Ballerinas in the Church Hall: Ideologies of femininity, ballet, and dancing schools. Virginia Taylor, 2003. (Free download of the full text)
Postscript: on research and note-taking
Finding this thesis has ended a search that has lasted several years: some time in perhaps 2013, I was in the RAD library, and read an article that said that on current numbers, you had more chance of becoming a premier league footballer or member of parliament than a professional ballet dancer. It was one of those surprising, clever formulations that stuck, to the extent that I wanted to quote it several times. But where had I read it? Wherever I thought I had read it, I was wrong. I could have sworn I remembered the shelf I took the box of journals from, and what colour the journal was and so on. I couldn’t just say the same thing without acknowledging my source. It turns out, it was Virginia Taylor who said it—and I guess I must have read it an a conference paper, while I was reading a box of journals.
I have drawn attention before to the employment opportunities – or rather, lack of them – for professional ballet dancers in the UK (Taylor 2000a, 2003). On-line company lists in February 2003 revealed the grand total of 219. Statistically therefore, you are three times more likely to be a Member of the House of Commons at Westminster (659), or thirteen times more likely to be a professional footballer (2875) than a ballet dancer with a regular pay packet. (p. 9)

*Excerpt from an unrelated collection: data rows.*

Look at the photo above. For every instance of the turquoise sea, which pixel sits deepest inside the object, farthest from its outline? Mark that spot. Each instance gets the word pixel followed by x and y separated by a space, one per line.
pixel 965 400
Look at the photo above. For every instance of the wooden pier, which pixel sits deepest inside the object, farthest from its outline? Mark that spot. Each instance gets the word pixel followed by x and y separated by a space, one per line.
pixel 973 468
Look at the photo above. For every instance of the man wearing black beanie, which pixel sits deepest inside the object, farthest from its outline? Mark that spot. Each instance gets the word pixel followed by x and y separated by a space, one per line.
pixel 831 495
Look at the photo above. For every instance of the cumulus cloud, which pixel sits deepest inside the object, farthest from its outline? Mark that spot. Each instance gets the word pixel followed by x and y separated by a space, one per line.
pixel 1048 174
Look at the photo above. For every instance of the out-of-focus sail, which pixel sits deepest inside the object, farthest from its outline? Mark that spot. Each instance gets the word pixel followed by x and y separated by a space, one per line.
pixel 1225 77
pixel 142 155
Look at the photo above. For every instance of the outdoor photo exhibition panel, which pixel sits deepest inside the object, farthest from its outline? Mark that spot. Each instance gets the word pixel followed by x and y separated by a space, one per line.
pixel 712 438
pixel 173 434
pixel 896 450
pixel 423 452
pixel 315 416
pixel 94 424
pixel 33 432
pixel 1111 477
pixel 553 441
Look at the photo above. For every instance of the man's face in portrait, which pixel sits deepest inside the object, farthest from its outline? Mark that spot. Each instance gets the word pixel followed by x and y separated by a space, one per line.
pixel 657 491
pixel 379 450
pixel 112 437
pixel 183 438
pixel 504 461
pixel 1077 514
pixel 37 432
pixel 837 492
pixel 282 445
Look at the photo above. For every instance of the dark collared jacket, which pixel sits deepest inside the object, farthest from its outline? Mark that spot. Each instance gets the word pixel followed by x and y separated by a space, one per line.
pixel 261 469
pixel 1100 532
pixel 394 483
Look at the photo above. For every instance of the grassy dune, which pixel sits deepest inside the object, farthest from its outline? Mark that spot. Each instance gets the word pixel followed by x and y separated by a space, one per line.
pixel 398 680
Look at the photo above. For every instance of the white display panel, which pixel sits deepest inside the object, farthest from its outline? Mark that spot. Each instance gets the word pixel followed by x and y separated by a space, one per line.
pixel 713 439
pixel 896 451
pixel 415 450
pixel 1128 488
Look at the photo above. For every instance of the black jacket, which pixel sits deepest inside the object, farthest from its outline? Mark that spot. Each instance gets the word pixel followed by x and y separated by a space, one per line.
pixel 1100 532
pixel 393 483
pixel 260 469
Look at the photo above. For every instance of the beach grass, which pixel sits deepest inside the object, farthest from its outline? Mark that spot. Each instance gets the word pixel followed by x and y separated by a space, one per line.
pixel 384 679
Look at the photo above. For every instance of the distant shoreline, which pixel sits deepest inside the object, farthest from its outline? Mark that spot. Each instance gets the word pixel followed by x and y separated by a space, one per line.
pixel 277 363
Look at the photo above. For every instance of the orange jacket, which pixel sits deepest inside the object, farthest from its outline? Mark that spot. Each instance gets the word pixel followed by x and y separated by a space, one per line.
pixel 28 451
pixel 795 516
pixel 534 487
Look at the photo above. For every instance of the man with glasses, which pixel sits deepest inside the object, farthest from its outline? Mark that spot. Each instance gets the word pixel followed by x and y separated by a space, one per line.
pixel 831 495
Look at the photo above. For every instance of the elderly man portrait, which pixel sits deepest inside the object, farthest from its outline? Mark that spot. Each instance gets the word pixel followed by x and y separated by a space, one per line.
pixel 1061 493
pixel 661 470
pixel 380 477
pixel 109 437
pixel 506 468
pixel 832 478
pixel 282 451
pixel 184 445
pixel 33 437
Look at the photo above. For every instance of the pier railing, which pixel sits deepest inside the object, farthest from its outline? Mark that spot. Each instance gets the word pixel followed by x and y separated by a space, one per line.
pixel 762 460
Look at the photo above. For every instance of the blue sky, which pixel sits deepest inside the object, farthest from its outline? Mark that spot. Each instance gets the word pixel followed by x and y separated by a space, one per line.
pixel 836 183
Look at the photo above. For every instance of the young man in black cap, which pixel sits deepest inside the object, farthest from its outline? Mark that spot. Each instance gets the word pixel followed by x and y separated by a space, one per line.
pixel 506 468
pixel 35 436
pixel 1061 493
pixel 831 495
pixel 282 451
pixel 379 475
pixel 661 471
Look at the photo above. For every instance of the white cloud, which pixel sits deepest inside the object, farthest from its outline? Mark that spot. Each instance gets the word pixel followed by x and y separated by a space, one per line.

Apart from shouting my joy from the rooftops at finally finding the source, this is a warning to anyone writing an essay, dissertation, thesis or whatever: keep a file somewhere for quotes, and use it, all the time. Don’t read stuff on the train, or for pleasure, unless you are at the same time rigorous about adding accurately to your sources at the point of reading. Always add quotation marks, because if you don’t, years later you won’t remember whether you were paraphrasing or quoting.